Join me and film historian/novelist Raymond Benson as we discuss "On the Banned Wagon: Cinema's Forbidden Films," a look at the most censored movies in history. Clips from "The Miracle," "Carnal Knowledge," "The Last Temptation of Christ," "The Life of Brian," "Birth of a Nation" and 10 others. It's part of Dann & Raymond's Movie Club, 7:30 p.m. Thursday at the Schaumburg Township District Library, 130 S. Roselle Road, Schaumburg. Call (847) 985-4000 or go to stdl.org. Best of all, free admission!

Mini-review: "The Providence Effect"

Rollin Binzer's doc "The Providence Effect" blows a big, slurpy kiss to Chicago's impressive Providence St. Mel school, which has sent 100 percent of its African-American graduates on to colleges, including Ivy League ones.

As a recruiting film, "Effect" couldn't be more effusive in its admiration of the West Side school, its faculty and its founder, Paul Adams III, who bought the building from the Catholic Archdiocese and heroically created a model independent school from scratch.
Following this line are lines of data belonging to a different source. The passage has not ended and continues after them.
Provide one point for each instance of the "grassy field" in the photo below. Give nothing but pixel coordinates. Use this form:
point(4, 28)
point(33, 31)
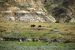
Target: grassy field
point(47, 30)
point(35, 46)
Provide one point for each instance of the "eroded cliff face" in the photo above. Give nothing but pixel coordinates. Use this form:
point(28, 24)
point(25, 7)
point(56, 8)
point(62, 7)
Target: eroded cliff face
point(45, 10)
point(27, 11)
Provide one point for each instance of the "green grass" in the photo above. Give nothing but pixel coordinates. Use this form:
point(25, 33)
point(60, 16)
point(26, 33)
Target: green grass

As a work of journalism, "Effect" is a one-sided report that puts an admitted elite school above critical examination. What happens to all the undesirable students (gangbangers and kids with no support systems) filtered out of Providence?

How does it profit America when successful college graduates are still mugged and carjacked by the hopeless have-nots abandoned by Providence's every-child-left behind-but-the-good-ones philosophy?
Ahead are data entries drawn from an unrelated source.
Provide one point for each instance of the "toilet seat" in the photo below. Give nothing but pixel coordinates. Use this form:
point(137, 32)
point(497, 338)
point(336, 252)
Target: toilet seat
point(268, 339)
"Providence Effect" opens today at selected theaters, including the Century Centre in Chicago and Skokie's Village Crossing. (PG) 92 minutes.

Min-review: "Disgrace."

In Steve Jacobs' cinematic version of J.M. Coetzee's novel "Disgrace," former Chicago actor John Malkovich effects a slightly sinister South African accent that sounds way too much like Count Dracula as a college lit professor.

He plays David Lurie, an unrepentant white who uses his academic position to have sex with a vulnerable student of mixed heritage.

Forced out by a scandal, he goes to live with his daughter Lucy (standout Jessica Haines) in her rustic homestead, where she falls victim to a less genteel form of sexual assault by three black men.

Steve Arnold's elegant cinematography fills every frame with a still photographer's eye for composition and balance, but Jacobs' drama about the dark side of the male sex drive overdoses on dog symbolism and meandering pacing.

"Disgrace" opens today at the Pipers Alley in Chicago. Not rated; for mature audiences. 120 minutes.

Mini-review: "Paris"

"That's Paris," says Pierre, a dancer with a bummer heart. "Nobody's happy!"

Cedric Klapisch's valentine to the City of Lights is an infrequently beguiling, mostly dull, social and cultural lattice of characters, among them a middle-aged history professor (Fabrice Luchini) who sex-texts his pretty student (Melanie Laurent), a dancer (Romain Duris) awaiting a heart transplant, his single mother sister (Juliette Binoche) who moves in to take care of him, and other characters flitting around them in subplots of varying amounts of interest.

It's very French. Also in French with subtitles. "Paris" opens today at the Century Centre in Chicago. Rated R for language and sexual references. 130 minutes.